To be young again...
The Pains of Being Pure at Heart are a joy to the ear
Stifle your groans and suppress that grimace. Sure, The Pains of Being Pure at Heart may be the most emo-ish band name in history. And, yeah, their Belle & Sebastian-esque cover art and cutesy band members are as twee as kittens sliding down rainbows. So, what does that make them—tweemo?
Thankfully, no. The Brooklyn band’s self-titled debut full-length was among this summer’s best releases. It’s been repeatedly billed as shoegaze, and while POBPAH’s music does build into walls of blissful sound, it’s bolstered by the scaffolding of serious songcraft. Unlike so many bands that barely peek out from behind pedals, POBPAH’s got pop hooks and boy-girl harmonies galore.
The POBPAH name has a sweet back-story, too. It’s the title of an unpublished children’s book written by a friend. And it just happened to resonate with the band’s frontman, Kip Berman.
“I’d never heard a phrase that was more perfect,” he says. “The message in the book itself was really meaningful and kind of prescient. It’s about important things, like the adventures you have with your friends and the kind of person you are as opposed to fame and power.”

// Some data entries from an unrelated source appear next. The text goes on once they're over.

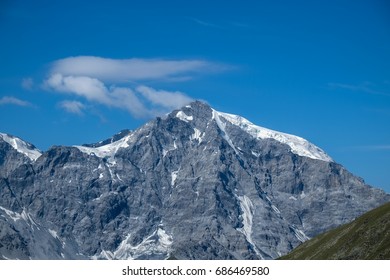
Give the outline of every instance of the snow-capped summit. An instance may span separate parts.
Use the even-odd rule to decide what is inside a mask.
[[[194,116],[192,114],[194,113],[194,110],[203,112],[211,110],[211,118],[217,123],[219,129],[223,131],[225,140],[230,146],[232,146],[233,149],[236,149],[236,147],[234,147],[231,139],[229,138],[229,134],[226,131],[227,122],[239,127],[255,139],[274,139],[280,143],[286,144],[290,146],[292,153],[299,156],[333,162],[333,159],[322,149],[302,137],[258,126],[242,116],[219,112],[199,101],[195,101],[187,106],[184,106],[182,109],[176,111],[174,116],[184,122],[193,121]]]
[[[18,137],[5,133],[0,133],[0,138],[10,144],[16,151],[30,158],[32,161],[35,161],[42,155],[42,153],[37,148]]]
[[[291,152],[303,157],[319,159],[323,161],[333,161],[322,149],[310,143],[302,137],[271,130],[265,127],[257,126],[247,119],[233,114],[222,113],[215,111],[214,115],[218,115],[233,125],[236,125],[258,139],[272,138],[283,144],[287,144],[291,148]]]

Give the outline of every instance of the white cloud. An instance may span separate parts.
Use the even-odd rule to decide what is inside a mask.
[[[84,76],[63,76],[54,74],[45,81],[45,86],[55,91],[73,93],[85,97],[89,101],[97,101],[106,105],[111,105],[111,100],[107,96],[106,86],[95,78]]]
[[[45,81],[47,89],[83,97],[88,101],[108,107],[124,109],[137,118],[148,118],[163,111],[178,108],[191,102],[191,98],[182,92],[155,90],[139,86],[136,91],[128,87],[107,88],[103,82],[90,77],[63,76],[54,74]],[[143,96],[152,104],[147,106],[140,98]],[[60,106],[70,113],[81,114],[84,107],[81,103],[64,101]]]
[[[135,117],[148,117],[149,114],[133,90],[123,87],[107,88],[96,78],[54,74],[45,81],[45,87],[77,95],[108,107],[125,109]]]
[[[205,60],[111,59],[75,56],[55,61],[51,74],[88,76],[104,82],[188,78],[190,74],[223,71],[226,66]]]
[[[390,145],[367,145],[353,147],[360,151],[390,151]]]
[[[350,85],[350,84],[341,84],[341,83],[328,83],[328,86],[331,88],[341,88],[341,89],[346,89],[350,91],[360,91],[360,92],[365,92],[368,94],[374,94],[374,95],[383,95],[383,96],[390,96],[390,93],[388,92],[383,92],[383,91],[378,91],[370,86],[372,86],[371,83],[363,83],[359,85]]]
[[[28,101],[21,100],[13,96],[4,96],[0,99],[0,105],[16,105],[21,107],[33,107]]]
[[[146,108],[146,106],[130,88],[111,88],[110,98],[115,107],[127,110],[134,117],[148,118],[155,115],[150,109]]]
[[[68,57],[53,62],[44,88],[76,95],[89,102],[128,111],[137,118],[149,118],[190,103],[180,91],[157,90],[139,84],[153,81],[186,81],[193,75],[226,70],[222,64],[205,60],[110,59],[95,56]],[[116,83],[116,84],[114,84]],[[120,86],[118,86],[120,85]],[[61,107],[81,114],[81,103],[64,101]]]
[[[222,28],[220,25],[214,24],[214,23],[209,22],[209,21],[204,21],[204,20],[201,20],[198,18],[193,18],[193,17],[190,17],[189,19],[192,20],[193,22],[196,22],[197,24],[200,24],[200,25],[203,25],[206,27]]]
[[[65,111],[79,116],[83,115],[83,110],[85,108],[83,103],[79,101],[69,101],[69,100],[60,102],[59,106],[63,108]]]
[[[169,92],[165,90],[155,90],[151,87],[139,86],[136,88],[146,99],[155,105],[160,105],[167,109],[176,109],[193,101],[192,98],[183,92]]]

And don’t mistake purity for naïveté or tortured earnestness.
“It’s more about doing what you believe in and striving toward those ideas,” Berman adds. “It’s not always easy, but if you struggle through it, that makes it even more beautiful.”
That sounds a bit heavy, but Berman’s tone is absolutely effervescent. As for POBPAH’s lyrics, which can come off as a bit mopey: “Oh, no, we’re not downers,” he says. “We don’t want to bum anyone out.”

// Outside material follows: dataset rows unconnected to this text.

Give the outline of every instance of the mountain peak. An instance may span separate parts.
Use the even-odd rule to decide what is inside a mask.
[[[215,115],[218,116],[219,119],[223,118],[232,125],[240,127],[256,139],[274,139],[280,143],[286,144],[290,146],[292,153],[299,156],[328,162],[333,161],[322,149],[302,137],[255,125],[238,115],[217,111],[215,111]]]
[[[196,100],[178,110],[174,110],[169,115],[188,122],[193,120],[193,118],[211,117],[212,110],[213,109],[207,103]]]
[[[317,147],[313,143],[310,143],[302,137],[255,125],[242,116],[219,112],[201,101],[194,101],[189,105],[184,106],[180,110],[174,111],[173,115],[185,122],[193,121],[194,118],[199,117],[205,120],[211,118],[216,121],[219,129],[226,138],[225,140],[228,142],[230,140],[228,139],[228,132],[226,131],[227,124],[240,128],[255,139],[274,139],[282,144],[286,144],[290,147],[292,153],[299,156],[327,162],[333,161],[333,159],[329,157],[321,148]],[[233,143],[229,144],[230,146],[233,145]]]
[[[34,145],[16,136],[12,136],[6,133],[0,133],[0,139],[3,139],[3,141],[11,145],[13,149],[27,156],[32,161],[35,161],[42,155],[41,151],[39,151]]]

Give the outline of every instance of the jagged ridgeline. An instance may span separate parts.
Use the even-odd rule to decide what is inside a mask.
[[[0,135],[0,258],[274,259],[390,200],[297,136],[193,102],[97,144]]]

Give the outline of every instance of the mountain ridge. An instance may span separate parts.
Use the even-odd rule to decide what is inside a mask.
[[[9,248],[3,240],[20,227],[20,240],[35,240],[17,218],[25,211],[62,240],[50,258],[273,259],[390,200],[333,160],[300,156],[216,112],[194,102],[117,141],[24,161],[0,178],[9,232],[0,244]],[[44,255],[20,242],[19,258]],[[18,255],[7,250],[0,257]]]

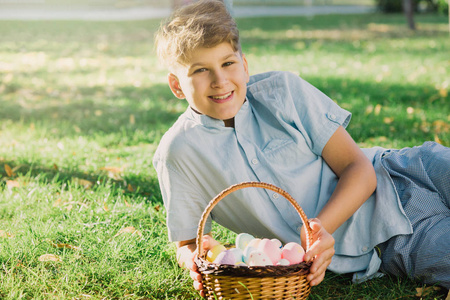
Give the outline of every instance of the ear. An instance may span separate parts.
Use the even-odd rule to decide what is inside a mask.
[[[248,83],[250,80],[250,73],[248,72],[248,62],[247,62],[247,58],[245,57],[244,53],[242,53],[242,63],[244,64],[244,70],[245,70],[245,73],[247,74],[246,82]]]
[[[167,80],[169,82],[169,87],[172,90],[172,93],[175,95],[175,97],[177,97],[178,99],[184,99],[185,96],[181,89],[178,77],[173,73],[169,73],[169,75],[167,75]]]

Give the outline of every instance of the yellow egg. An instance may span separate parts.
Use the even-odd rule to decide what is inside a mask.
[[[210,250],[208,250],[208,253],[206,253],[206,259],[209,262],[213,262],[217,255],[219,255],[222,251],[225,251],[227,248],[225,248],[224,245],[216,245],[214,247],[212,247]]]

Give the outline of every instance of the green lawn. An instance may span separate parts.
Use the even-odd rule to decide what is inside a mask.
[[[352,111],[361,146],[450,146],[448,19],[416,21],[414,33],[402,15],[238,23],[250,72],[299,74]],[[0,21],[0,298],[197,297],[151,165],[186,108],[153,54],[159,22]],[[414,299],[423,287],[350,280],[329,273],[310,298]]]

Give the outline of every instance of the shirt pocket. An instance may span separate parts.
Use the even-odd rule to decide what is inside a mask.
[[[277,152],[281,149],[289,148],[290,146],[293,146],[293,145],[289,145],[289,144],[294,144],[294,141],[293,140],[285,140],[285,139],[273,139],[273,140],[270,140],[261,150],[265,154],[271,154],[271,153]]]

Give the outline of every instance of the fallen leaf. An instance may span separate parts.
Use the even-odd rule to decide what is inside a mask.
[[[133,114],[130,115],[130,124],[134,125],[136,123],[136,118],[134,117]]]
[[[450,123],[445,122],[443,120],[436,120],[433,122],[434,131],[436,133],[441,132],[449,132],[450,131]]]
[[[54,254],[42,254],[39,256],[39,261],[61,261],[61,258],[58,255]]]
[[[16,174],[14,174],[11,167],[7,164],[5,164],[5,172],[6,172],[6,175],[8,175],[8,177],[12,177],[12,176],[16,175]]]
[[[53,207],[59,206],[60,203],[61,203],[61,198],[58,198],[55,202],[53,202]]]
[[[6,186],[11,190],[20,187],[20,183],[15,180],[8,180],[6,181]]]
[[[100,170],[108,171],[111,173],[122,173],[122,168],[119,167],[103,167]]]
[[[369,115],[369,114],[371,114],[372,112],[373,112],[373,105],[371,104],[371,105],[369,105],[369,106],[366,107],[365,114],[366,114],[366,115]]]
[[[450,291],[448,291],[447,298],[445,300],[450,300]]]
[[[103,203],[103,209],[105,211],[109,211],[108,205],[106,205],[106,202]]]
[[[424,297],[430,294],[433,291],[439,291],[441,288],[438,286],[427,286],[424,288],[416,288],[416,297]]]
[[[154,208],[155,208],[156,211],[159,211],[161,209],[161,206],[158,204]]]
[[[131,184],[128,184],[127,190],[128,190],[129,192],[131,192],[131,193],[134,192],[134,188],[133,188],[133,186],[132,186]]]
[[[59,170],[58,166],[56,164],[53,164],[53,169],[55,169],[56,171]]]
[[[75,183],[78,183],[78,185],[81,185],[82,187],[84,187],[87,190],[90,189],[94,185],[94,183],[92,181],[77,178],[77,177],[73,177],[72,181]]]
[[[14,234],[4,230],[0,230],[0,238],[11,238],[11,237],[14,237]]]
[[[375,116],[378,116],[380,114],[380,112],[381,112],[381,104],[377,104],[375,106],[375,111],[374,111]]]
[[[107,171],[108,177],[114,180],[122,180],[120,174],[123,172],[123,168],[119,167],[103,167],[100,170]]]
[[[119,236],[124,233],[131,233],[132,235],[136,234],[136,235],[142,236],[142,233],[139,230],[136,230],[136,228],[134,228],[133,226],[128,226],[128,227],[124,227],[124,228],[120,229],[119,232],[117,232],[114,237]]]
[[[127,200],[124,199],[123,201],[125,201],[125,206],[126,206],[126,207],[130,207],[130,206],[131,206],[131,205],[127,202]]]
[[[49,242],[50,242],[50,245],[52,245],[52,246],[55,247],[55,248],[72,249],[72,250],[77,250],[77,251],[80,251],[80,250],[81,250],[80,247],[73,246],[73,245],[70,245],[70,244],[60,244],[60,243],[55,244],[55,243],[53,243],[52,241],[49,241]]]
[[[447,95],[448,95],[447,89],[444,89],[444,88],[439,89],[439,95],[440,95],[442,98],[447,97]]]
[[[383,119],[384,124],[391,124],[392,122],[394,122],[394,118],[389,118],[389,117],[385,117]]]
[[[442,140],[438,137],[438,135],[437,134],[435,134],[434,135],[434,141],[436,142],[436,143],[438,143],[438,144],[441,144],[442,145]]]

Take the track “Staying Alive.” Loaded with lush bell-tone synth swells, it’s one of the most memorable. The lyrics, though, belie the brightness. A critic for Pitchfork.com wondered if the song was about “talking down a suicidal friend.”

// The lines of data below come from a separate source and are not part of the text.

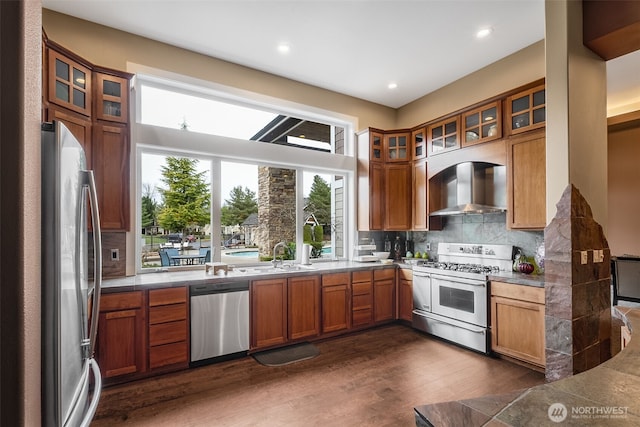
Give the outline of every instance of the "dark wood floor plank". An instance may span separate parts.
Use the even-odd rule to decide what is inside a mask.
[[[411,426],[418,405],[544,383],[401,325],[316,345],[282,367],[246,357],[106,388],[92,426]]]

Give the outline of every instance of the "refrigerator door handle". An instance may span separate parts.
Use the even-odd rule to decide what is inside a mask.
[[[98,402],[100,402],[100,390],[102,390],[102,376],[100,375],[100,368],[98,367],[98,363],[95,359],[89,359],[89,366],[91,367],[91,372],[93,373],[94,379],[94,393],[91,396],[91,404],[87,408],[87,412],[85,413],[84,419],[80,423],[80,427],[89,427],[91,424],[91,420],[93,416],[96,414],[96,410],[98,409]]]
[[[89,332],[89,348],[87,358],[92,359],[96,348],[98,335],[98,316],[100,315],[100,293],[102,289],[102,233],[100,230],[100,214],[98,210],[98,192],[96,191],[96,179],[93,171],[86,173],[86,183],[89,188],[89,201],[91,204],[91,223],[93,225],[93,306],[91,307],[91,330]],[[95,363],[97,367],[97,363]],[[93,365],[92,365],[93,366]],[[99,375],[98,375],[99,376]]]

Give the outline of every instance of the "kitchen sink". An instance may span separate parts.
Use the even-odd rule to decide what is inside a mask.
[[[255,266],[255,267],[243,267],[236,269],[242,273],[286,273],[289,271],[307,271],[315,270],[313,265],[302,264],[285,264],[278,267],[272,265]]]

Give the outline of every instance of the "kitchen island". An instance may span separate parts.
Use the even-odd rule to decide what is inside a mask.
[[[629,329],[640,309],[612,308]],[[601,365],[552,383],[499,396],[434,403],[414,408],[416,425],[640,425],[640,340],[631,339]]]

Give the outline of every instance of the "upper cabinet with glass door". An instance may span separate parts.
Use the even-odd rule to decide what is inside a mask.
[[[536,86],[507,99],[511,134],[544,127],[546,124],[545,87]]]
[[[101,120],[129,121],[129,80],[110,74],[95,73],[96,117]]]
[[[434,123],[427,131],[429,155],[460,148],[460,116]]]
[[[49,102],[91,116],[91,70],[48,49]]]
[[[462,146],[479,144],[502,138],[502,110],[500,101],[462,113]]]
[[[387,161],[406,162],[409,160],[411,158],[410,138],[409,132],[386,134],[384,147],[387,152]]]
[[[411,132],[411,144],[413,160],[427,157],[427,129],[422,127]]]

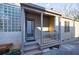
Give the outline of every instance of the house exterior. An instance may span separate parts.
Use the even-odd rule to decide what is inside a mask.
[[[79,21],[68,17],[61,17],[61,42],[71,42],[79,39]]]
[[[79,22],[59,12],[25,3],[21,10],[23,54],[39,54],[79,37]]]
[[[33,55],[78,40],[78,20],[38,5],[20,5],[0,4],[0,44],[13,43],[22,54]]]
[[[0,44],[21,44],[21,8],[15,4],[0,3]]]

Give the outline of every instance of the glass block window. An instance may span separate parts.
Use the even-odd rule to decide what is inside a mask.
[[[7,20],[4,20],[4,32],[7,32],[7,25],[8,25],[8,23],[7,23]]]
[[[0,19],[0,32],[3,31],[3,20]]]
[[[15,5],[0,4],[0,32],[21,31],[21,9]]]

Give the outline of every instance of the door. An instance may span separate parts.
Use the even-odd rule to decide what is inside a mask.
[[[34,19],[27,18],[25,22],[25,40],[26,42],[35,41],[35,26]]]

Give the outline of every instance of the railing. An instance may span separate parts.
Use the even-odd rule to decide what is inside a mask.
[[[58,32],[53,32],[51,34],[51,38],[54,39],[54,40],[59,40],[59,33]]]
[[[41,49],[52,47],[60,44],[59,33],[58,32],[48,32],[43,33],[42,44],[40,44]]]
[[[43,43],[48,43],[51,41],[59,41],[59,33],[58,32],[44,32],[43,33]]]

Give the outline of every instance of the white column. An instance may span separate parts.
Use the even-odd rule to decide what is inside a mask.
[[[21,53],[23,54],[23,46],[25,42],[25,13],[24,8],[21,9],[21,32],[22,32],[22,40],[21,40]]]
[[[55,31],[56,31],[56,38],[59,41],[60,40],[60,32],[59,32],[59,17],[55,16]]]
[[[61,19],[59,17],[59,41],[61,42]]]
[[[42,44],[43,43],[43,13],[41,13],[41,39],[40,39],[40,44]]]
[[[55,30],[59,32],[59,17],[55,16]]]

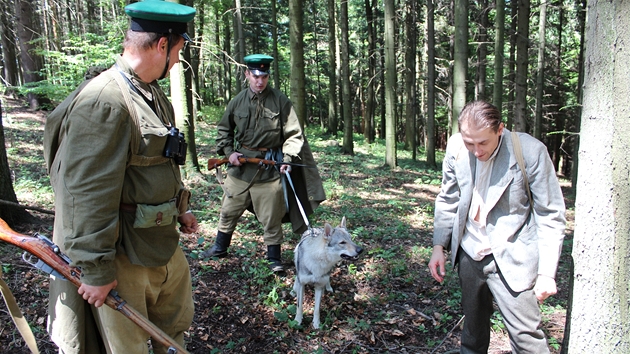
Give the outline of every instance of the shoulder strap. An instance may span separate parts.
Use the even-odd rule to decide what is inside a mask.
[[[116,73],[116,72],[118,73]],[[133,104],[131,100],[131,95],[129,94],[129,90],[127,89],[127,83],[123,78],[124,73],[120,70],[111,68],[107,71],[116,81],[118,87],[120,88],[120,92],[122,92],[123,97],[125,98],[125,103],[127,104],[127,109],[129,110],[129,114],[131,115],[131,119],[134,123],[135,132],[131,134],[131,156],[129,157],[129,161],[127,162],[127,167],[129,166],[153,166],[160,165],[168,162],[170,159],[164,156],[154,156],[147,157],[144,155],[140,155],[140,137],[142,136],[142,132],[140,131],[140,118],[138,117],[138,112],[136,111],[136,106]],[[129,85],[131,83],[128,83]]]
[[[11,318],[13,319],[15,326],[17,327],[18,331],[22,335],[22,338],[24,338],[24,342],[26,342],[26,345],[31,350],[31,353],[39,354],[39,349],[37,349],[37,342],[35,341],[35,336],[33,335],[33,331],[31,330],[31,327],[28,325],[28,322],[22,315],[22,311],[20,311],[20,307],[15,301],[15,297],[13,296],[11,289],[9,289],[9,286],[7,285],[7,283],[5,283],[4,280],[2,279],[1,268],[0,268],[0,293],[2,293],[2,297],[4,298],[4,303],[7,305],[7,308],[9,309],[9,314],[11,315]]]
[[[527,198],[529,198],[529,207],[534,207],[534,202],[532,201],[532,192],[529,190],[529,179],[527,178],[527,173],[525,172],[525,160],[523,159],[523,149],[521,149],[521,140],[518,138],[518,134],[516,132],[512,132],[512,146],[514,146],[514,155],[516,157],[516,162],[518,163],[518,167],[521,169],[523,173],[523,181],[525,182],[525,190],[527,191]]]

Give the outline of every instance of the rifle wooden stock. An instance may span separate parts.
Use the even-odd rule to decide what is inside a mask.
[[[70,266],[66,260],[67,256],[62,254],[59,248],[54,244],[51,245],[41,238],[27,236],[13,231],[2,219],[0,219],[0,240],[17,246],[32,254],[59,274],[63,275],[64,278],[75,286],[81,286],[81,270]],[[105,304],[122,313],[125,317],[149,333],[152,339],[169,348],[169,353],[190,354],[173,338],[169,337],[168,334],[164,333],[164,331],[159,329],[141,313],[129,306],[125,300],[118,296],[118,293],[115,290],[110,291],[107,295]]]
[[[238,160],[241,163],[255,163],[255,164],[263,164],[263,165],[270,165],[270,166],[274,166],[278,164],[277,162],[273,160],[258,159],[255,157],[242,157],[241,156],[238,158]],[[222,159],[208,159],[208,169],[210,170],[229,162],[230,162],[230,159],[227,157],[222,158]]]

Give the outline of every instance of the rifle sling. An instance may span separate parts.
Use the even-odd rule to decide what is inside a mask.
[[[7,283],[5,283],[4,280],[2,279],[1,268],[0,268],[0,293],[2,293],[2,297],[4,298],[4,302],[7,305],[7,308],[9,309],[9,314],[11,315],[11,318],[13,319],[15,326],[17,327],[18,331],[22,335],[22,338],[24,338],[24,342],[26,342],[26,345],[31,350],[31,353],[39,354],[39,349],[37,349],[37,341],[35,340],[33,331],[31,330],[31,327],[28,325],[28,322],[22,315],[22,311],[20,311],[20,307],[18,306],[17,301],[15,301],[15,297],[13,296],[11,289],[9,289],[9,286],[7,285]]]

Nope, says Berman. It’s the classic tale of a barely legal burnout.
“You know in high school, where there are a couple of kids who don’t live with their parents anymore? They graduated and they get an apartment that people hang out at. They work at the gas station and spend their money on drugs and they seem really cool at the time. But they’re actually not that cool in retrospect.”
Speaking of youth, several enthusiastic bloggers have pointed out that POBPAH somehow captures the very spirit of it—like the music takes them back to the moment they first touched a girl’s boob or smoked a joint or something.
Berman, 29 (his three bandmates are in their mid-20s), says his own high-school years in the suburbs of Philly were the exact opposite of the “Staying Alive” guy.
“Normal, suburban, average,” he points out. “I’d hang out with my friends and go to Denny’s and talk about bands all the time. We’d stay out really late, but we’d never do anything cool or rebellious. Mostly we’d drink a lot of coffee and talk about anarchy. It’s not like I have any coming-of-age stories, like, you know, a Fiona Apple video.”
If critics and fans reminisce about their glory years while listening to POBPAH, it probably has more to do with the music they listened to way back then. My Bloody Valentine and Teenage Fanclub and the like—the shoegaze-y stuff, an obvious reference point for POBPAH.
The band belongs to a sparkling indie-pop scene in Brooklyn, counting bands like Zaza and The Crystal
Stilts among their contemporaries and friends. “A lot of those bands share a similar record collection, though not exactly the same sound,” Berman says. “We all interpret those interests differently.”
POBPAH has gotten more attention than many of those others, and Berman says that was wholly unexpected.
“We set out to be a band that wouldn’t be important to many people but would be to a few people. The bands I loved growing up weren’t super-famous, but they were really super-important to me.”
True to the meaning of the name, POBPAH is just trying to keep it real.
“It’s not like we’ll ever be arena rock. I’m sure there are bands that say, ‘We’re going to be Gods of Rock; we’ll write some songs about our feelings and go on tour with Coldplay.’ Not us. We never expected more than a dozen people to like what we do, so we’re pretty happy if two dozen people like what we do.”
Not that “everything has to be DIY and basement to be good,” Berman quickly adds. And then, with an apropos-of-nothing cultural allusion, he reveals that while they may not be emo, POBPAH is definitely a tad twee.
“Maybe we watched too much Mr. Rogers when we were growing up. If you think about it, he wore cardigans, too.”
The Pains of Being Pure at Heart play with Depreciation Guild and Cymbals Eat Guitars on Monday, Sept. 21, at The Casbah. www.myspace.com/thepainsofbeingpureatheart.